Avocado quesadillas: Cut small or larger tortillas into triangles and load them up with mashed avocado or guacamole and a sprinkle of chopped olives, chilies, tomatoes, or onions. Spray with vegetable oil and roast them in a dry frying pan or air fryer.

Bruschetta: If you have crusty bread, top with avocado and toppings then broil quickly.

Meatless balls: Purchase your favorite frozen vegan meatballs or refrigerated veggie burgers, or make a batch of your favorite veggie burger or loaf mix to create meatballs. These can be frozen until ready to use. Bake in the oven or air fryer until heated through. Serve with mushroom gravy, pesto, or a mushroom sauce (use stems from the stuffed mushrooms, below).

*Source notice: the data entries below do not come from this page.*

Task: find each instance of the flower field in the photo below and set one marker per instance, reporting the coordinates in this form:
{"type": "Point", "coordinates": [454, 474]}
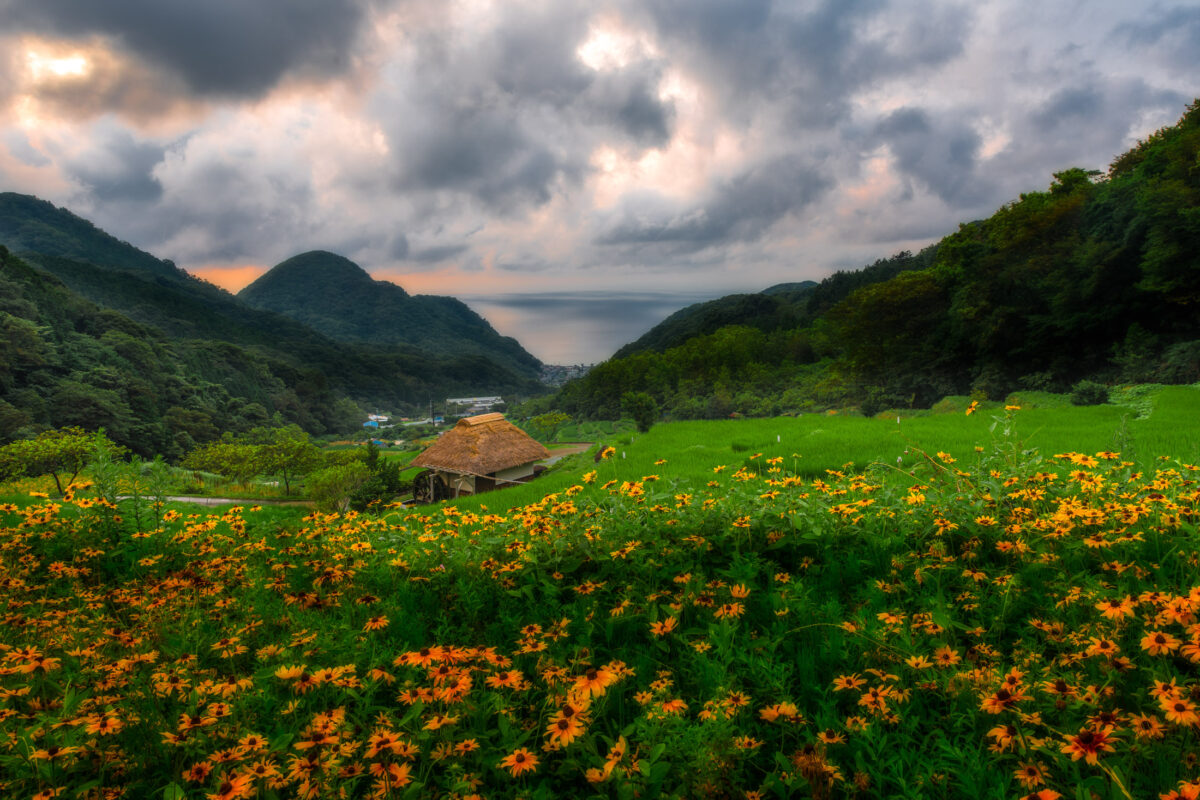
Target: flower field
{"type": "Point", "coordinates": [991, 624]}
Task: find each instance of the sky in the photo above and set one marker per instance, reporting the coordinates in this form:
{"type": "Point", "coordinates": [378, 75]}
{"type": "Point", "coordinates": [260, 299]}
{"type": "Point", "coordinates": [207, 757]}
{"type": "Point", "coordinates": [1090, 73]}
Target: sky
{"type": "Point", "coordinates": [574, 170]}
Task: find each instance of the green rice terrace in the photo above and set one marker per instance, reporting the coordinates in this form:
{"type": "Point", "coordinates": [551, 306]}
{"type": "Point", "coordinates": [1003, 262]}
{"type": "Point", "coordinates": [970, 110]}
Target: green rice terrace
{"type": "Point", "coordinates": [990, 601]}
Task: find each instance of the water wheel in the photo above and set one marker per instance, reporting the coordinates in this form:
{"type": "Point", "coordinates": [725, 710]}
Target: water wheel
{"type": "Point", "coordinates": [430, 487]}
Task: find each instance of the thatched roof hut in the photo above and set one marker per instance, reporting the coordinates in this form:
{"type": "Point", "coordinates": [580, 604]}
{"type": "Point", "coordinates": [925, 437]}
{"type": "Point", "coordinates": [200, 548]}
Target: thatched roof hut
{"type": "Point", "coordinates": [481, 452]}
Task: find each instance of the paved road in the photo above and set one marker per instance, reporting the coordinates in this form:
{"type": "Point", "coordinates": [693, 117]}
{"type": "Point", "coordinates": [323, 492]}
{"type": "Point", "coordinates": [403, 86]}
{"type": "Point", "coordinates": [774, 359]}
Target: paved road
{"type": "Point", "coordinates": [227, 501]}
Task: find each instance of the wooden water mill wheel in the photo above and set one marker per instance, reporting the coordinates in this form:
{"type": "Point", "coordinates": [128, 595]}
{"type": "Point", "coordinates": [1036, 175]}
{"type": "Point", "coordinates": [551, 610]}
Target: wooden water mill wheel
{"type": "Point", "coordinates": [430, 487]}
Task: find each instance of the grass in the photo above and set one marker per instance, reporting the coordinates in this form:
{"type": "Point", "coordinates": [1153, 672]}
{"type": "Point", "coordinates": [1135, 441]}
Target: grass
{"type": "Point", "coordinates": [815, 443]}
{"type": "Point", "coordinates": [732, 621]}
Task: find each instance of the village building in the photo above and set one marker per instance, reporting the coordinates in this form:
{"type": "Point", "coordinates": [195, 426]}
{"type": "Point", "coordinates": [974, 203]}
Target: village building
{"type": "Point", "coordinates": [477, 455]}
{"type": "Point", "coordinates": [472, 404]}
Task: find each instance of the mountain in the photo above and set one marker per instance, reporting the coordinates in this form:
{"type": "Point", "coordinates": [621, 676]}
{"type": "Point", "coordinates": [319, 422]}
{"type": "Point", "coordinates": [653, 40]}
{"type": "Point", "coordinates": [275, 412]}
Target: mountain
{"type": "Point", "coordinates": [1095, 278]}
{"type": "Point", "coordinates": [102, 334]}
{"type": "Point", "coordinates": [29, 224]}
{"type": "Point", "coordinates": [336, 296]}
{"type": "Point", "coordinates": [767, 311]}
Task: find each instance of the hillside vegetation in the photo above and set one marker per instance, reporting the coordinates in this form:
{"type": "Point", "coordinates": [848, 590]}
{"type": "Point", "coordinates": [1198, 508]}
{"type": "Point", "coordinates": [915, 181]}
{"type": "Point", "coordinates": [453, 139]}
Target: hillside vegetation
{"type": "Point", "coordinates": [1097, 278]}
{"type": "Point", "coordinates": [336, 296]}
{"type": "Point", "coordinates": [102, 335]}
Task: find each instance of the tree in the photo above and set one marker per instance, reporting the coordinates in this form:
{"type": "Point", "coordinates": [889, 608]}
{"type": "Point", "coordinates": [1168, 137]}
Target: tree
{"type": "Point", "coordinates": [287, 452]}
{"type": "Point", "coordinates": [333, 487]}
{"type": "Point", "coordinates": [235, 459]}
{"type": "Point", "coordinates": [60, 453]}
{"type": "Point", "coordinates": [642, 408]}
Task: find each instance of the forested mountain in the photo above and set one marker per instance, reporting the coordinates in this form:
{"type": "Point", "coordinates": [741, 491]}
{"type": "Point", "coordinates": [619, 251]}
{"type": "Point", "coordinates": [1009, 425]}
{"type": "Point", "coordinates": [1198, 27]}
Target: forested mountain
{"type": "Point", "coordinates": [336, 296]}
{"type": "Point", "coordinates": [1097, 277]}
{"type": "Point", "coordinates": [163, 360]}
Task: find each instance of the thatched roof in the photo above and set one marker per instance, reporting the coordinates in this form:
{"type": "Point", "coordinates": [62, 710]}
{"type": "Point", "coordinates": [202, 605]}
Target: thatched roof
{"type": "Point", "coordinates": [480, 445]}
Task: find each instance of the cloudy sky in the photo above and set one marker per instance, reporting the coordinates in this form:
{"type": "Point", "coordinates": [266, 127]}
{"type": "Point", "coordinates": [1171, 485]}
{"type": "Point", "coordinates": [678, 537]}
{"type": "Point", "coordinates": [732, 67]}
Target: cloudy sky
{"type": "Point", "coordinates": [609, 154]}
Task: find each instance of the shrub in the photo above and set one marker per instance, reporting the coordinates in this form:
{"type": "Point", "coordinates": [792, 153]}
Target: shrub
{"type": "Point", "coordinates": [1089, 392]}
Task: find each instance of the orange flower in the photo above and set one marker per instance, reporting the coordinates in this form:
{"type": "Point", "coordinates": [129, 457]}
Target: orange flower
{"type": "Point", "coordinates": [234, 787]}
{"type": "Point", "coordinates": [1157, 643]}
{"type": "Point", "coordinates": [1116, 609]}
{"type": "Point", "coordinates": [1031, 774]}
{"type": "Point", "coordinates": [673, 707]}
{"type": "Point", "coordinates": [847, 681]}
{"type": "Point", "coordinates": [1146, 726]}
{"type": "Point", "coordinates": [1180, 711]}
{"type": "Point", "coordinates": [520, 761]}
{"type": "Point", "coordinates": [1087, 745]}
{"type": "Point", "coordinates": [564, 729]}
{"type": "Point", "coordinates": [594, 681]}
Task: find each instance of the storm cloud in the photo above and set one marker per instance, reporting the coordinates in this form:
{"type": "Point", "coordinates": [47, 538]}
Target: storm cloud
{"type": "Point", "coordinates": [538, 146]}
{"type": "Point", "coordinates": [217, 47]}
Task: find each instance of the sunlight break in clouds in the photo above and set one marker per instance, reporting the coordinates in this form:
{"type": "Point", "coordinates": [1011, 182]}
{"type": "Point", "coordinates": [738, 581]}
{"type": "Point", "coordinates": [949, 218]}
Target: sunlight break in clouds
{"type": "Point", "coordinates": [643, 145]}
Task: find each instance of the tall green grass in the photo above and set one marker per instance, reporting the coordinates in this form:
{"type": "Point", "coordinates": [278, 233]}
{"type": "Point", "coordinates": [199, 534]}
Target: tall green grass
{"type": "Point", "coordinates": [815, 443]}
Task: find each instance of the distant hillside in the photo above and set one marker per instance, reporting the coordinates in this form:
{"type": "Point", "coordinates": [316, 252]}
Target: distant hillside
{"type": "Point", "coordinates": [1097, 278]}
{"type": "Point", "coordinates": [783, 306]}
{"type": "Point", "coordinates": [214, 353]}
{"type": "Point", "coordinates": [29, 224]}
{"type": "Point", "coordinates": [334, 295]}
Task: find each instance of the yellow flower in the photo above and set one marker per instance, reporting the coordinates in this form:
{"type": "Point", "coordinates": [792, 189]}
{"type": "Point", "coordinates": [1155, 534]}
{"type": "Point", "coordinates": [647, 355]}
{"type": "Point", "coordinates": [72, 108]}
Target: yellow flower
{"type": "Point", "coordinates": [520, 761]}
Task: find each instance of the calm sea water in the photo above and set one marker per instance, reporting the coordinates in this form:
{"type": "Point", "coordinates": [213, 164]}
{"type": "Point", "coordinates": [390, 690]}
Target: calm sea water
{"type": "Point", "coordinates": [579, 326]}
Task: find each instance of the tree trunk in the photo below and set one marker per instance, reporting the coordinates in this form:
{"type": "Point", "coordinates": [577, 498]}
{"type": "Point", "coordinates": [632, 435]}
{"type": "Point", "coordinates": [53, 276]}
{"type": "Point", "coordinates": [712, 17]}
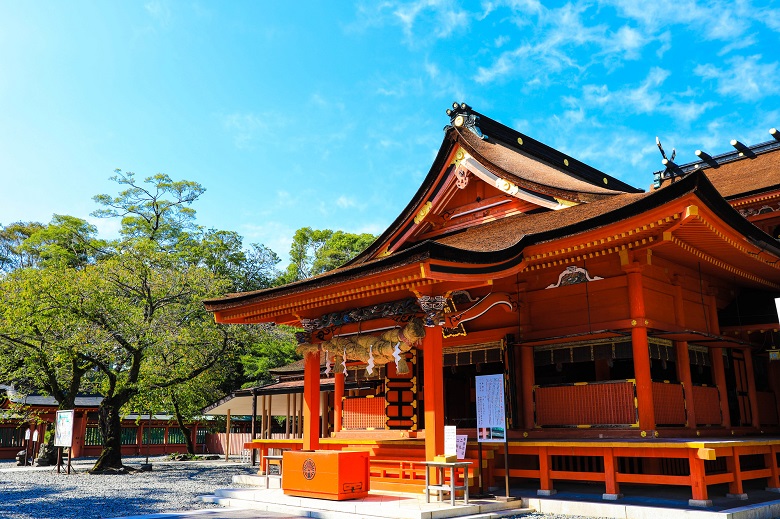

Stuffed mushrooms or potato skins: Save some of the meatball mix from the recipe above, and stem, wash, and pat dry fresh mushroom caps. Fill with meatball mix and bake at 400 degrees for 5 minutes. These can be cooled and frozen until ready to reheat. Baked potatoes can be scooped out, and the cooked potato saved for mashed potatoes, potato soup, or part of your meatball mix. Fill the saved potato skins with some of the meatball mix, bake at 400 degrees for 5 minutes, and cool before serving.